The cumulonimbus clouds had retreated,
while orange-pink cracked through God’s smoke-filled respiration.
She threaded her fingers through mine and asked
why my eyes were always tilted upward.
I don’t know, it’s always pretty scary when I look down,
I said, as the humidity lightened.
The asphalt called out to her,
but she wasn’t always eager to respond.
Her hair fell soft and dark on the fingertips of my free hand.
A tuft softly parted over one eyebrow, wiggling against
the day’s wind, radiated against the dying
sky above us.
Swings gently rocked, as if ghosts of the day’s children
romped among us.
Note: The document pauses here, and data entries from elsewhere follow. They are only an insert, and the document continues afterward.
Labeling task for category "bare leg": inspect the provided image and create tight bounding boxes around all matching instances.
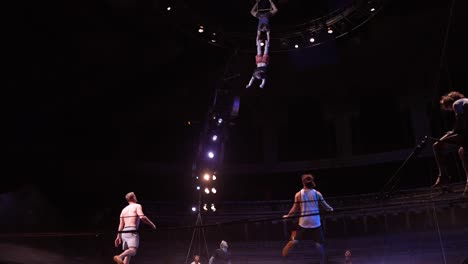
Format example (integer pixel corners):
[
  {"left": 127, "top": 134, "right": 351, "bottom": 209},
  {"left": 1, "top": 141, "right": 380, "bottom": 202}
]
[
  {"left": 432, "top": 141, "right": 448, "bottom": 188},
  {"left": 120, "top": 247, "right": 137, "bottom": 264},
  {"left": 260, "top": 78, "right": 266, "bottom": 88},
  {"left": 281, "top": 240, "right": 299, "bottom": 257},
  {"left": 458, "top": 147, "right": 468, "bottom": 198}
]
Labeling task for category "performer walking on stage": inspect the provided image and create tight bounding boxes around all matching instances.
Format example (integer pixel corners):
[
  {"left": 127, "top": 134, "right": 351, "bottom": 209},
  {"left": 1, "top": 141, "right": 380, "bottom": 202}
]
[
  {"left": 432, "top": 91, "right": 468, "bottom": 198},
  {"left": 282, "top": 174, "right": 333, "bottom": 264},
  {"left": 114, "top": 192, "right": 156, "bottom": 264}
]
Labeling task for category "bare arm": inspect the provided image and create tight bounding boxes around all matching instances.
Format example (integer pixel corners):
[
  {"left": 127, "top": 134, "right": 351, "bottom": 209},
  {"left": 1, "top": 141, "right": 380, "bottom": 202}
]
[
  {"left": 250, "top": 1, "right": 259, "bottom": 17},
  {"left": 317, "top": 192, "right": 333, "bottom": 212},
  {"left": 270, "top": 0, "right": 278, "bottom": 16},
  {"left": 114, "top": 215, "right": 124, "bottom": 247},
  {"left": 137, "top": 205, "right": 156, "bottom": 229},
  {"left": 284, "top": 194, "right": 300, "bottom": 217}
]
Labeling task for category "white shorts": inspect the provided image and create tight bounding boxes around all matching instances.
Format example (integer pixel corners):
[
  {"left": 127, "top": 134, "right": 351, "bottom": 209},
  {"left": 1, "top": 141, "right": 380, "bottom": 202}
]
[{"left": 122, "top": 226, "right": 140, "bottom": 250}]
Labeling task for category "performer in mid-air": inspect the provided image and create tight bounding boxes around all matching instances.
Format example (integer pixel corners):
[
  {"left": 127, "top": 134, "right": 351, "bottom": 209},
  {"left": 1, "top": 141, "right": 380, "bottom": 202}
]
[
  {"left": 246, "top": 0, "right": 278, "bottom": 88},
  {"left": 432, "top": 91, "right": 468, "bottom": 198},
  {"left": 246, "top": 40, "right": 270, "bottom": 88},
  {"left": 250, "top": 0, "right": 278, "bottom": 43}
]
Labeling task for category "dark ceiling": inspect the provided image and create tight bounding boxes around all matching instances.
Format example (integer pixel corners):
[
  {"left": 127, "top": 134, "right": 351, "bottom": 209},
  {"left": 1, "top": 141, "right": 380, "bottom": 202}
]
[{"left": 2, "top": 0, "right": 468, "bottom": 206}]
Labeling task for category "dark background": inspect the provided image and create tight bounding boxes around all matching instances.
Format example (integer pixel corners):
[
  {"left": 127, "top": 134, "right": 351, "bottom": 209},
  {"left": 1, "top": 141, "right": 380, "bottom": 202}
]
[{"left": 0, "top": 0, "right": 468, "bottom": 229}]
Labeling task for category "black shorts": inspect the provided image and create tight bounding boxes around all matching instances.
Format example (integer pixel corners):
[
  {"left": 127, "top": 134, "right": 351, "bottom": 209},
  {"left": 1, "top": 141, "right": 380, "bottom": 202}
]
[{"left": 294, "top": 225, "right": 325, "bottom": 244}]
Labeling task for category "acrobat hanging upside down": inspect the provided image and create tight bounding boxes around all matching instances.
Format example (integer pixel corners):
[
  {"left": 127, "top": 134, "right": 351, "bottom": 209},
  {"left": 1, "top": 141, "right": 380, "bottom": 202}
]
[
  {"left": 246, "top": 0, "right": 278, "bottom": 88},
  {"left": 245, "top": 40, "right": 270, "bottom": 88}
]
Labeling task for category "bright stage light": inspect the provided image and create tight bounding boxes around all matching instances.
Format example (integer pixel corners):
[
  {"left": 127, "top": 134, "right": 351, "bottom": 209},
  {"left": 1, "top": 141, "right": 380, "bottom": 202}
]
[{"left": 203, "top": 173, "right": 210, "bottom": 181}]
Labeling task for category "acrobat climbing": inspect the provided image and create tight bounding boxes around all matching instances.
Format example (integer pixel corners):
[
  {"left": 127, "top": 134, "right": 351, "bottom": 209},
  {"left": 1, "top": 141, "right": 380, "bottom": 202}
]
[{"left": 246, "top": 0, "right": 278, "bottom": 88}]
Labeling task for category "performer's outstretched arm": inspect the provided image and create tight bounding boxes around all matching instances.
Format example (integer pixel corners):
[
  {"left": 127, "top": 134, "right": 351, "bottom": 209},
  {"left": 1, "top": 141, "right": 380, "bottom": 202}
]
[
  {"left": 250, "top": 0, "right": 260, "bottom": 17},
  {"left": 270, "top": 0, "right": 278, "bottom": 16}
]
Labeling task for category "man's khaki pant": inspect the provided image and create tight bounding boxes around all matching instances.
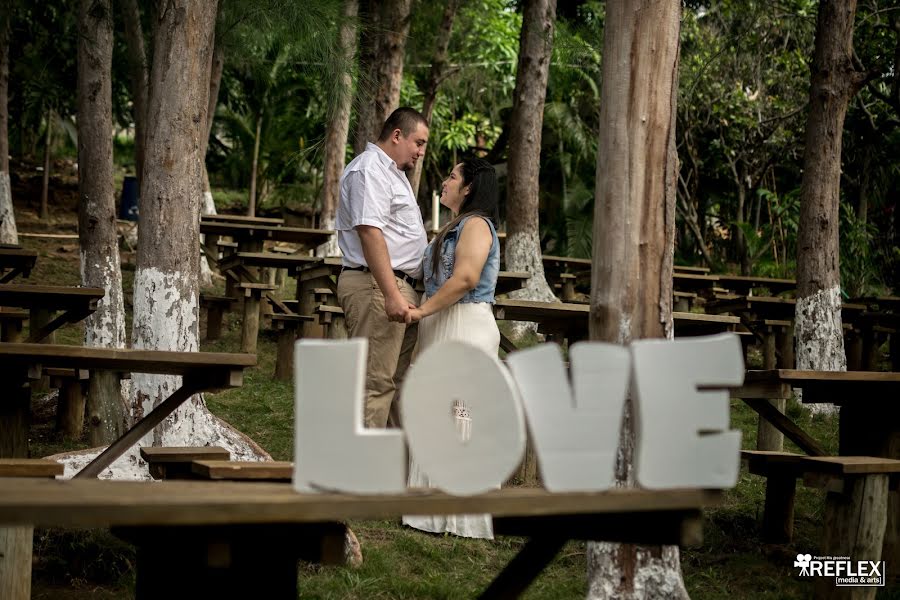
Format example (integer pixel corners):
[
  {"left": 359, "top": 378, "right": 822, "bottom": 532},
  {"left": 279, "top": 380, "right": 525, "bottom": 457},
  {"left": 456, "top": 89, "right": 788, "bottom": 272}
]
[{"left": 337, "top": 271, "right": 419, "bottom": 428}]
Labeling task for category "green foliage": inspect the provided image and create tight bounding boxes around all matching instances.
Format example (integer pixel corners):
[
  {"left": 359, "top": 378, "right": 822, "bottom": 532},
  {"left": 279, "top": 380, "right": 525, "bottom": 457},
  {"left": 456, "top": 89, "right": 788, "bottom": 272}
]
[{"left": 840, "top": 203, "right": 881, "bottom": 298}]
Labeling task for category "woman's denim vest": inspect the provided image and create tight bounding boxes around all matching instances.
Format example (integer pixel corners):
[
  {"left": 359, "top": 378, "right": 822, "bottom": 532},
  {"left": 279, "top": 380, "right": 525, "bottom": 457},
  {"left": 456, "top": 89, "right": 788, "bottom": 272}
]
[{"left": 422, "top": 216, "right": 500, "bottom": 304}]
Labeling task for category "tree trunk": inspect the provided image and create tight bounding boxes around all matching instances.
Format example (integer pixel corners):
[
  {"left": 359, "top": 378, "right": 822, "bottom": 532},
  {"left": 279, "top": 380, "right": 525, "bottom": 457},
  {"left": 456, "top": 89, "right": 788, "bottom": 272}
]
[
  {"left": 200, "top": 34, "right": 225, "bottom": 288},
  {"left": 132, "top": 0, "right": 260, "bottom": 459},
  {"left": 40, "top": 108, "right": 53, "bottom": 221},
  {"left": 353, "top": 0, "right": 412, "bottom": 154},
  {"left": 316, "top": 0, "right": 359, "bottom": 256},
  {"left": 409, "top": 0, "right": 461, "bottom": 197},
  {"left": 504, "top": 0, "right": 556, "bottom": 318},
  {"left": 78, "top": 0, "right": 127, "bottom": 446},
  {"left": 587, "top": 0, "right": 687, "bottom": 599},
  {"left": 247, "top": 113, "right": 262, "bottom": 217},
  {"left": 794, "top": 0, "right": 862, "bottom": 412},
  {"left": 0, "top": 7, "right": 19, "bottom": 244},
  {"left": 353, "top": 0, "right": 381, "bottom": 155},
  {"left": 122, "top": 0, "right": 150, "bottom": 189}
]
Her movements were light
and sharp as she broke free of my hand
and climbed onto the swing.
I watched, far from reach, as she glided through space,
the wind shaping the contours of her dress.
The tuft of hair bounced in and out of place
in sync with the graceful symmetry of her semicircular motion.
I smiled, a toothless smile, to myself, though she caught it.
Remembering the time, I beckoned her to come back,
to watch her step, to find our shoes, but her eyes were on the
sky above us.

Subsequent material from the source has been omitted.